Born 21 April 1894 in Tŷ Capel-y-Bryn (U), Cwrtnewydd, Cardiganshire, the son of Enoch Evans, Bwlchyfadfa, Talgarreg, and his wife, Mary Thomas, whose mother came from Llanwenog and who had moved to the chapel house when she lost her husband as a young man. John Evans, the minister at Capel-y-Bryn, had a great influence on J.J. Evans. He was educated at the village primary school to which David Rees Davies, ‘Cledlyn’, came as headmaster in 1902. Davies was of the same stock and he had a great influence on his pupil. The father was an engineer in a coal mine in the Aberdare area and he came home to see his family every month. Evans went in 1912 from Llandysul County School to the University College at Bangor where he obtained second-class honours in Welsh in 1915 and took his degree in the following year. In 1926, he was awarded an M.A. for a thesis on the influence of the French Revolution on Welsh literature which was published by Gwasg y Brython in 1928 (Dylanwad y chwyldro Ffrengig ar lenyddiaeth Cymru). He taught at schools in Hendreforgan and Llwynypïa before he served in World War I, first with the Royal Welch Fusiliers and then with the Hood Battalion, R.N.D. In 1920, he was appointed Welsh teacher at Fishguard County School where he remained until 1935 when he became the headmaster of St. David's County School. Evans was conscious, as a teacher, that the education of children should be founded on the national language, literature, history and traditions. The Unitarian traditions of the Cwrtnewydd district had left their mark and Evans had the gift of promoting reconciliation and of building bridges within society. He was a vice-president of the teachers' union, Undeb Cenedlaethol Athrawon Cymru, 1938-44. After his retirement in 1961, he was a member of Pembrokeshire County Council which gave him an opportunity to fight both for the place of the Welsh language in county schools and for a hospital at Haverfordwest.

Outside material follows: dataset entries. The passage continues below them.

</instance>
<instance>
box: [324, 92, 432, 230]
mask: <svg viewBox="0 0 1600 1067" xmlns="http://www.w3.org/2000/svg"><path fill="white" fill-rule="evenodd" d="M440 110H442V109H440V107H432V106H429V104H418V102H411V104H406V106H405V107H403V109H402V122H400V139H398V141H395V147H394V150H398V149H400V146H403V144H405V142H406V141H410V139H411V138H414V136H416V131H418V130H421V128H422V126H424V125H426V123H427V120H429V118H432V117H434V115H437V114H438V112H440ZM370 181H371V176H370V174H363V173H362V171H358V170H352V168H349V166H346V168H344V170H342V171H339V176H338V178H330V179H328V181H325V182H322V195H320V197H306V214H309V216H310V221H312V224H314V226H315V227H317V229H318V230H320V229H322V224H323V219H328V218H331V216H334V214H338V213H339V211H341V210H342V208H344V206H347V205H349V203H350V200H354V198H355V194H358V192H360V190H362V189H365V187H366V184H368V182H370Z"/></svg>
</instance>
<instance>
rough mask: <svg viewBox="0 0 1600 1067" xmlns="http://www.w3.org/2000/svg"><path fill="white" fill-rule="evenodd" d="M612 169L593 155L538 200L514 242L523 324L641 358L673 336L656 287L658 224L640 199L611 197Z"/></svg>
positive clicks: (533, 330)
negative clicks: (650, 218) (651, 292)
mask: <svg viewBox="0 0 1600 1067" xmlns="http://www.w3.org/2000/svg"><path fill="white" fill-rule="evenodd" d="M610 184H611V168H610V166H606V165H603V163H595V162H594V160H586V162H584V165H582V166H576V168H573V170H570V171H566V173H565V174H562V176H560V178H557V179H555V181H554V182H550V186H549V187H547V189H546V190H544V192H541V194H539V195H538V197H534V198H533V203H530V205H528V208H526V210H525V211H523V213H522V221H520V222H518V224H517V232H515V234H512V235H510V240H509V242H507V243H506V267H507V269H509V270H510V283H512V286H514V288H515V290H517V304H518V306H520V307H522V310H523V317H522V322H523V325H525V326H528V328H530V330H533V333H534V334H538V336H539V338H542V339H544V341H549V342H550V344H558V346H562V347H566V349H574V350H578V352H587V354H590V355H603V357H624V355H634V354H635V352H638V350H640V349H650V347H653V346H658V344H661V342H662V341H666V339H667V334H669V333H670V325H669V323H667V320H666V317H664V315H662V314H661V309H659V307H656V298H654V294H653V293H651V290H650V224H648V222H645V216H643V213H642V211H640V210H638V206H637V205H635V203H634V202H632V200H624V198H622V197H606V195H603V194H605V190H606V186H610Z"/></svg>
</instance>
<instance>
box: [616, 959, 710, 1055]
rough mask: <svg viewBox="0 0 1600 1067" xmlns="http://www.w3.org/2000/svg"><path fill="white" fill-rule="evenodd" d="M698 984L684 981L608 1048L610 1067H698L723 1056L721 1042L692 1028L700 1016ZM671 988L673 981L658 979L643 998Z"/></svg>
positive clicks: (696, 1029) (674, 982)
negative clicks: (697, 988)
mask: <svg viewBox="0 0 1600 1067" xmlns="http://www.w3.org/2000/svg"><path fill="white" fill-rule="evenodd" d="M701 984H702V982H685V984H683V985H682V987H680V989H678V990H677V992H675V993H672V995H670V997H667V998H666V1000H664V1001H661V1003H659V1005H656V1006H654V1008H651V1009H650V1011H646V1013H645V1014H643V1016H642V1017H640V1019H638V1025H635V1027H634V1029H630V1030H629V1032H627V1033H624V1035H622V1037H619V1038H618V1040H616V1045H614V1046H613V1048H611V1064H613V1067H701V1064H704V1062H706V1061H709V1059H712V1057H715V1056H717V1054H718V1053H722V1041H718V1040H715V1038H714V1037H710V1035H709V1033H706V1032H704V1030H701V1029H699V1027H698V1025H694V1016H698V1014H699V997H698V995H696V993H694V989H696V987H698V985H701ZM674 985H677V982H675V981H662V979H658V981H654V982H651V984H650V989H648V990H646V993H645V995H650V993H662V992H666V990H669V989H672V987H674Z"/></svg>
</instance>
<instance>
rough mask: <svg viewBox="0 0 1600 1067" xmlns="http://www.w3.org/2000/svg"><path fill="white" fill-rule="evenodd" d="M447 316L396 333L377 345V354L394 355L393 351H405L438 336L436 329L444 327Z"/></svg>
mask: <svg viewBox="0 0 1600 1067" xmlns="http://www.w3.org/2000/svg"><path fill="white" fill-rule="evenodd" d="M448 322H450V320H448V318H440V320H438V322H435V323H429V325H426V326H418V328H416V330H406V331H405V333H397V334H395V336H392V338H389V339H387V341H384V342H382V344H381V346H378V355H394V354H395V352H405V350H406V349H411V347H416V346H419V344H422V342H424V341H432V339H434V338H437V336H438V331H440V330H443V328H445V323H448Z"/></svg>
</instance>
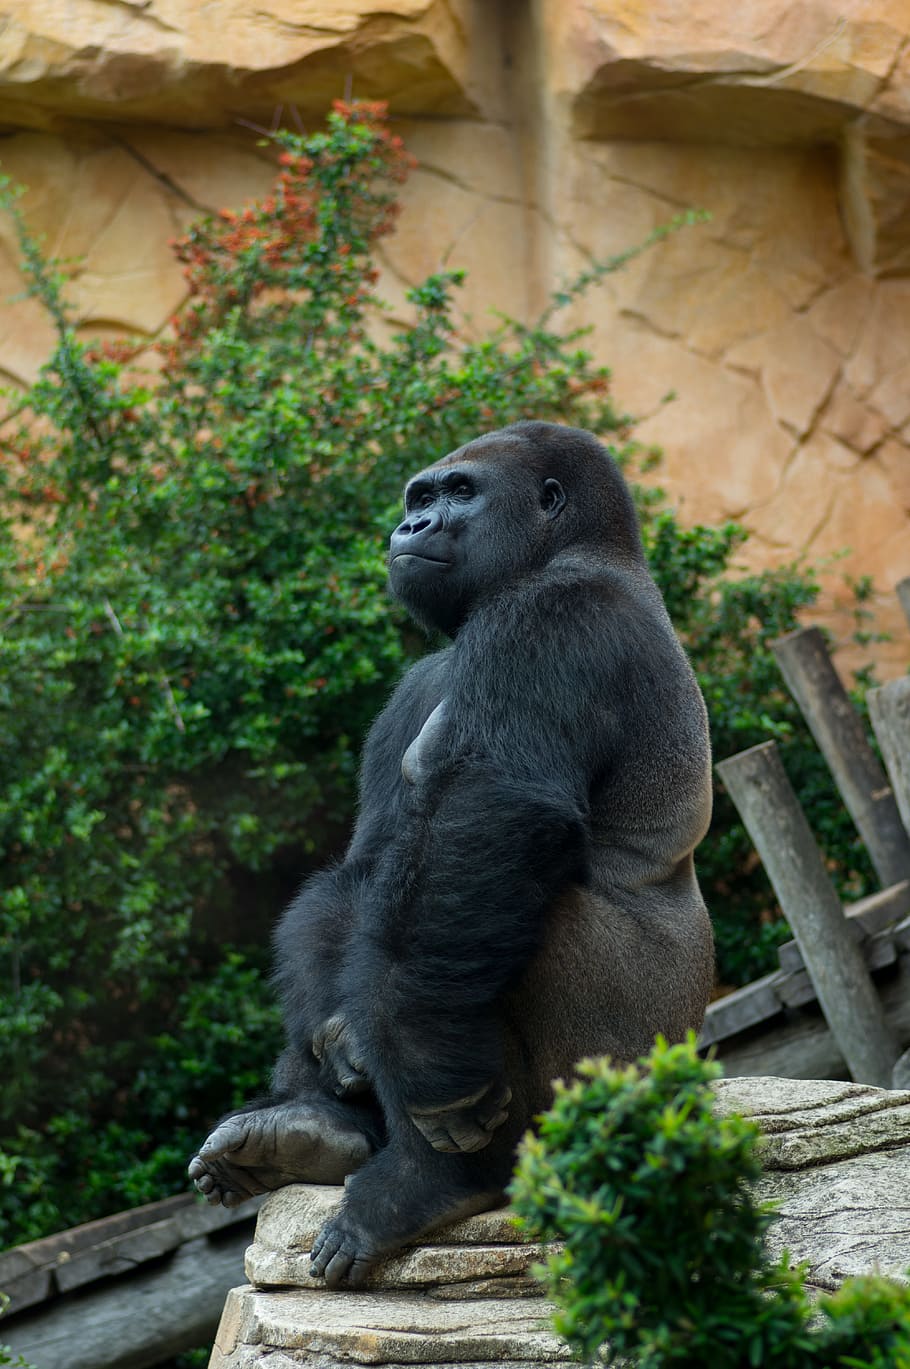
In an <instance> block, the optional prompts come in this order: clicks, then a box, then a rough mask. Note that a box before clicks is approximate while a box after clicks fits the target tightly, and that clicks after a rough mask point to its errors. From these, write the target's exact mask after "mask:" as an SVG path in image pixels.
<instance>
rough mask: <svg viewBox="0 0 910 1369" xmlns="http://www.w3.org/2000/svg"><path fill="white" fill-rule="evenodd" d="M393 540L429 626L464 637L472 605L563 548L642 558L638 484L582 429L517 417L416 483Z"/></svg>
mask: <svg viewBox="0 0 910 1369" xmlns="http://www.w3.org/2000/svg"><path fill="white" fill-rule="evenodd" d="M405 513H406V517H405V520H404V523H400V526H398V527H397V528H395V531H394V533H393V534H391V541H390V545H389V583H390V586H391V591H393V593H394V594H395V597H397V598H400V600H401V601H402V604H404V605H405V606H406V608H408V611H409V612H411V615H412V616H413V617H415V619H416V620H417V622H419V623H421V626H423V627H426V628H438V630H441V631H443V632H446V634H447V635H449V637H454V635H456V632H457V631H458V628H460V626H461V624H463V623H464V620H465V619H467V617H468V615H469V613H471V611H472V609H473V608H475V606H476V605H478V604H479V602H482V601H483V600H484V598H486V597H489V596H491V594H494V593H497V591H498V590H501V589H502V587H504V586H505V585H508V583H509V582H512V580H513V579H515V578H516V576H519V575H523V574H527V572H528V571H535V570H538V568H541V567H542V565H546V564H547V563H549V561H550V560H551V559H553V557H554V556H557V554H558V553H560V552H569V550H579V552H580V550H582V549H583V550H584V553H586V554H587V556H588V557H597V556H598V553H599V554H601V556H605V554H609V557H610V560H613V561H616V559H617V557H620V559H624V557H628V559H631V560H636V561H642V559H643V553H642V543H640V538H639V531H638V520H636V517H635V509H634V507H632V501H631V498H629V494H628V489H627V486H625V482H624V481H623V476H621V475H620V472H619V470H617V467H616V463H614V461H613V459H612V457H610V455H609V453H608V450H606V448H603V446H601V444H599V442H598V441H597V439H595V438H594V437H593V435H591V434H590V433H583V431H580V430H579V428H567V427H561V426H560V424H557V423H513V424H512V426H510V427H506V428H501V430H499V431H497V433H489V434H486V435H484V437H479V438H475V441H473V442H468V444H467V445H465V446H460V448H458V449H457V450H456V452H452V453H450V455H449V456H445V457H443V459H442V460H441V461H437V463H435V465H430V467H427V470H426V471H421V472H420V474H419V475H415V476H413V479H411V481H409V482H408V486H406V489H405Z"/></svg>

Evans was especially devoted to the National Eisteddfod and he was secretary to the Literary Committee at the Fishguard Eisteddfod in 1936. He won his first Eisteddfod prize at Pontypool in 1924 for a Welsh reading-book on animals and birds, illustrated with quotations from Welsh poetry. At the Treorchy Eisteddfod of 1928, he won a prize for an essay on Morgan Rhys and his times which was published by the University of Wales Press in 1935 (Morgan John Rhys a'i amserau). His handbooks on Welsh idioms and on cynghanedd were awarded prizes at the Cardiff Eisteddfod of 1938. Llawlyfr y Cynganeddion was published by the University of Wales Press in 1946 and reprinted in 1951. Evans also published Cymry enwog y ddeunawfed ganrif (1937), Gramadeg Cymraeg (1946 and 1960), Dewi Sant a'i amserau (1963), and Diarhebion Cymraeg (1965). He contributed several articles to the Ymofynydd.
Evans married, on 2 January 1923, Eleanor, the daughter of T. Jones Davies, a Calvinistic Methodist minister at Taffs Wells, at Pembroke Terrace chapel, Cardiff. They had one son and a daughter. He died at Haverfordwest Hospital on 30 December 1965 and he was buried in the graveyard at St. David's.